Bu milletin ana omurgası Türk’tür. Burası Türkiye. Suriyelilerin doğum oranları bu hızda devam ederse, Türkiye Cumhuriyeti Devleti’nin demografik sürdürülebilirliği mümkün değildir.
Düzensiz göçün Türkiye için bir millî güvenlik sorunu olduğunu düşünüyoruz. Biz düzensiz göçe karşıyız. Düzensiz göçe karşı olmak suç mu?
Tarihten bugüne Ortadoğu coğrafyasındaki gelişmeleri ve stratejik göç mühendisliğini adeta amfide ders verir gibi anlattım.
Bugün Güneydoğu’ya gittiğinizde, bu vatan için çarpışıp şehit düşen ve kabri başında ay-yıldızlı Türk Bayrağı olan Kürt çocuklarını, Zaza çocuklarını, köy korucularını, bu vatanın has evlatlarını görürsünüz.
Benim temel misyonum, Türk Devleti’nin toprak ve devlet bütünlüğünü korumak olmuştur.
Bu dava tarihe geçmiştir Sayın Hâkim. Bu dava, 3 Mayıs 1944’teki Türkçülük Davası ile yan yana duracak. Bu dava, 12 Eylül’de Alparslan Türkeş’in yargılandığı dava ile yan yana duracak!
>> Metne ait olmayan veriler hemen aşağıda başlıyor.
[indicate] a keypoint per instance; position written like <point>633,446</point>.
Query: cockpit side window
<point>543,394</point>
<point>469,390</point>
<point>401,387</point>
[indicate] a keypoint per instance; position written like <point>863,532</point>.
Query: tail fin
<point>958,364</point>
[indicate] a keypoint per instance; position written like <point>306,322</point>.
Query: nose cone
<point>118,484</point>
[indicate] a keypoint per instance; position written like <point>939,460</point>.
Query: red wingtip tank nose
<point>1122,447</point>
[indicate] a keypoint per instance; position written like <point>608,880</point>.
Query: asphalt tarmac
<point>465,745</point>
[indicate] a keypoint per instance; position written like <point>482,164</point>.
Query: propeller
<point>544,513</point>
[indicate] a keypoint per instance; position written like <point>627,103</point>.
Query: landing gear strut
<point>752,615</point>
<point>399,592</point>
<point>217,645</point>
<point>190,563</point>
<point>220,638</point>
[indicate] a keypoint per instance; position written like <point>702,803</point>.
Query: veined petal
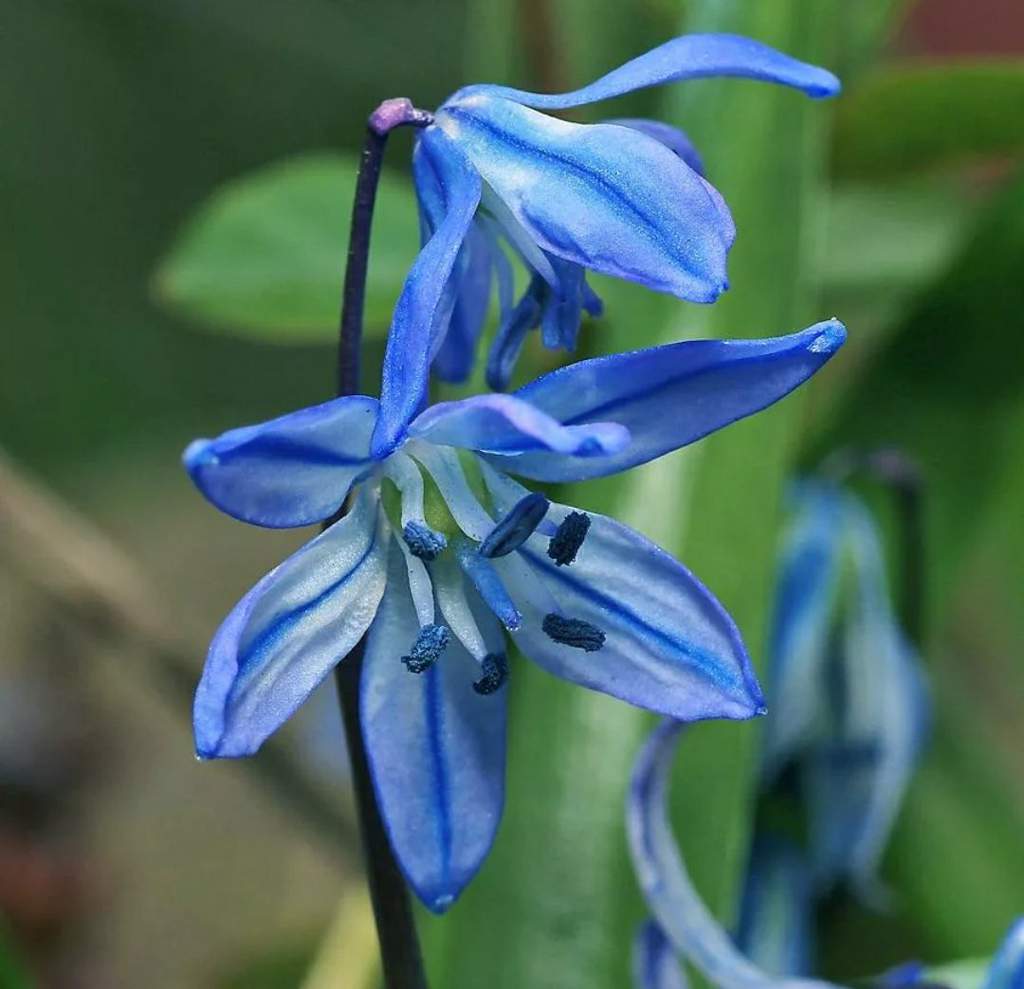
<point>654,961</point>
<point>666,885</point>
<point>690,56</point>
<point>672,137</point>
<point>775,922</point>
<point>1007,969</point>
<point>457,349</point>
<point>670,396</point>
<point>436,751</point>
<point>285,636</point>
<point>604,197</point>
<point>669,645</point>
<point>407,360</point>
<point>290,471</point>
<point>509,425</point>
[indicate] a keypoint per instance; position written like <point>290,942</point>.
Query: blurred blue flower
<point>625,198</point>
<point>683,925</point>
<point>441,550</point>
<point>775,929</point>
<point>848,695</point>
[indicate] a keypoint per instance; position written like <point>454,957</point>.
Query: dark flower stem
<point>400,956</point>
<point>902,477</point>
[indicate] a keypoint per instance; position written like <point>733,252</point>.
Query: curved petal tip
<point>832,337</point>
<point>199,454</point>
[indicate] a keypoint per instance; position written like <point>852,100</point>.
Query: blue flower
<point>775,929</point>
<point>849,699</point>
<point>682,922</point>
<point>442,553</point>
<point>626,198</point>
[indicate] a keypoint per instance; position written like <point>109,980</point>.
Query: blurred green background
<point>899,207</point>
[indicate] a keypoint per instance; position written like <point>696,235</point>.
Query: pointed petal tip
<point>824,86</point>
<point>439,904</point>
<point>199,454</point>
<point>832,337</point>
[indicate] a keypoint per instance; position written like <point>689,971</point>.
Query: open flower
<point>848,693</point>
<point>684,926</point>
<point>441,551</point>
<point>626,198</point>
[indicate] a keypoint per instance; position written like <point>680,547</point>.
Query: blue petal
<point>436,750</point>
<point>775,923</point>
<point>880,708</point>
<point>669,645</point>
<point>806,599</point>
<point>421,311</point>
<point>1007,970</point>
<point>691,56</point>
<point>458,349</point>
<point>295,470</point>
<point>654,963</point>
<point>668,891</point>
<point>672,137</point>
<point>903,976</point>
<point>509,425</point>
<point>670,396</point>
<point>604,197</point>
<point>287,634</point>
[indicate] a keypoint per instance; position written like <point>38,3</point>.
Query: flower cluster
<point>683,928</point>
<point>848,692</point>
<point>439,554</point>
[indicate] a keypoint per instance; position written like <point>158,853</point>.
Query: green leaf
<point>892,238</point>
<point>264,256</point>
<point>928,114</point>
<point>968,974</point>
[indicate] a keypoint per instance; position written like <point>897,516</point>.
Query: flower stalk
<point>400,955</point>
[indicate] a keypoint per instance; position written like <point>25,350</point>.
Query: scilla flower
<point>625,198</point>
<point>441,554</point>
<point>849,699</point>
<point>685,928</point>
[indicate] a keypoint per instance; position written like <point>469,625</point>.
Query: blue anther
<point>495,671</point>
<point>517,525</point>
<point>427,649</point>
<point>423,541</point>
<point>572,632</point>
<point>568,538</point>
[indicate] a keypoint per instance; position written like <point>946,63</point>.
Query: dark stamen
<point>568,538</point>
<point>495,671</point>
<point>573,632</point>
<point>427,649</point>
<point>423,541</point>
<point>517,526</point>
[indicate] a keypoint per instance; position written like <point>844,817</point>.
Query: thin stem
<point>400,956</point>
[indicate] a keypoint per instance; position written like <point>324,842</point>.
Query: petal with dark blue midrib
<point>287,634</point>
<point>690,56</point>
<point>669,646</point>
<point>436,750</point>
<point>670,396</point>
<point>608,198</point>
<point>295,470</point>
Ümit Özdağ, Suriyeliler öldürmediği halde “Suriyeliler öldürdü” diyecek karakterde bir adam değildir.
Savcı, bu iddianame ile Roma Hukuku’ndan bu yana süregelen ceza hukukuna dair bütün ilkeleri yok saymıştır.
Şiddet içermeyen, şiddete çağrı yapmayan sosyal medya paylaşımlarını suç saymak; ifade özgürlüğünü Kuzey Kore standartlarına çekmek demektir.
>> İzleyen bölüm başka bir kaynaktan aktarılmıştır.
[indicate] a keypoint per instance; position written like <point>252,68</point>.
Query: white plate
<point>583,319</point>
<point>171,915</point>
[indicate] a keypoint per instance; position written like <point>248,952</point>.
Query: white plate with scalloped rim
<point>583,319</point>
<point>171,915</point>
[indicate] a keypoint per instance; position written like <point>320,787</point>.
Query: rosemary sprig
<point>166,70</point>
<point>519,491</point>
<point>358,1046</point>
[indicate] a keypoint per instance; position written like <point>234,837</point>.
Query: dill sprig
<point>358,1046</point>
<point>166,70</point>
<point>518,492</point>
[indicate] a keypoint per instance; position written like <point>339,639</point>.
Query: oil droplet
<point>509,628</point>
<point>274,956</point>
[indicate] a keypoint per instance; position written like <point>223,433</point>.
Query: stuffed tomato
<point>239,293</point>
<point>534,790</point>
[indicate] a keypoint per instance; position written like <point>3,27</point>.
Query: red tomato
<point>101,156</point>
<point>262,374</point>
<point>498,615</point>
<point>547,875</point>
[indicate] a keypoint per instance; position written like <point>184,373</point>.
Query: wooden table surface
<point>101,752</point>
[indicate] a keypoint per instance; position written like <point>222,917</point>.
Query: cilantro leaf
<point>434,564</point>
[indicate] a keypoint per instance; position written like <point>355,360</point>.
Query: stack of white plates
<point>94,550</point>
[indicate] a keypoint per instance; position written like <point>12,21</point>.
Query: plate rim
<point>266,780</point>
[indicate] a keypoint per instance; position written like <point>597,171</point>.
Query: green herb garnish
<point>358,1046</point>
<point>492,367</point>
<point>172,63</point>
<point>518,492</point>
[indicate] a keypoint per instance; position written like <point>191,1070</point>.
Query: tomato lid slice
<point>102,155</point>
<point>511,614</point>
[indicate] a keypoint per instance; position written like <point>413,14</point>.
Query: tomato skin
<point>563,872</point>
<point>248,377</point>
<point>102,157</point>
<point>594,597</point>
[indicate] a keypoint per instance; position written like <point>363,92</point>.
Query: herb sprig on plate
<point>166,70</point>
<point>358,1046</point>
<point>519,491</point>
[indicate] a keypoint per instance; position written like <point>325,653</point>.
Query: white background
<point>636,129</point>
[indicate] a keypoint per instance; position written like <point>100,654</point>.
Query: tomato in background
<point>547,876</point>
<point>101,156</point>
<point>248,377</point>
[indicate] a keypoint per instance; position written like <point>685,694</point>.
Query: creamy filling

Kayseri Emniyet Müdürlüğü tarafından hazırlanan rapor, tutuklanmama gerekçe oluşturmak için tutuklandığım gün hazırlanmıştır ve hiçbir gerçekliği yoktur.
Ben yıllardır ülkemizi istikrarsızlaştırmaya çalışanlarla mücadele ediyorum. Dünya üzerinde düzensiz göçe karşı çıktığı için tutuklu bulunan tek politikacı benim.
Benim dışımda TCK m. 216’dan yargılanan başka bir Zafer Partili yok. Neden? Çünkü biz Suriyelilerin de gerçek dostlarıyız. Bu maddeden yargılanıp da en uzun süre tutuklu kalan kişi benim!
Ben bu Cumhuriyet’in yurttaşıyım. Savcı da bu Cumhuriyet’in savcısı. Ben savcının da Cumhuriyet’in de düşmanı değilim. Savcıdan tek isteğim, anayasal hakkıma saygı duyması ve aleyhime olduğu kadar lehime olan delilleri de toplamasıdır.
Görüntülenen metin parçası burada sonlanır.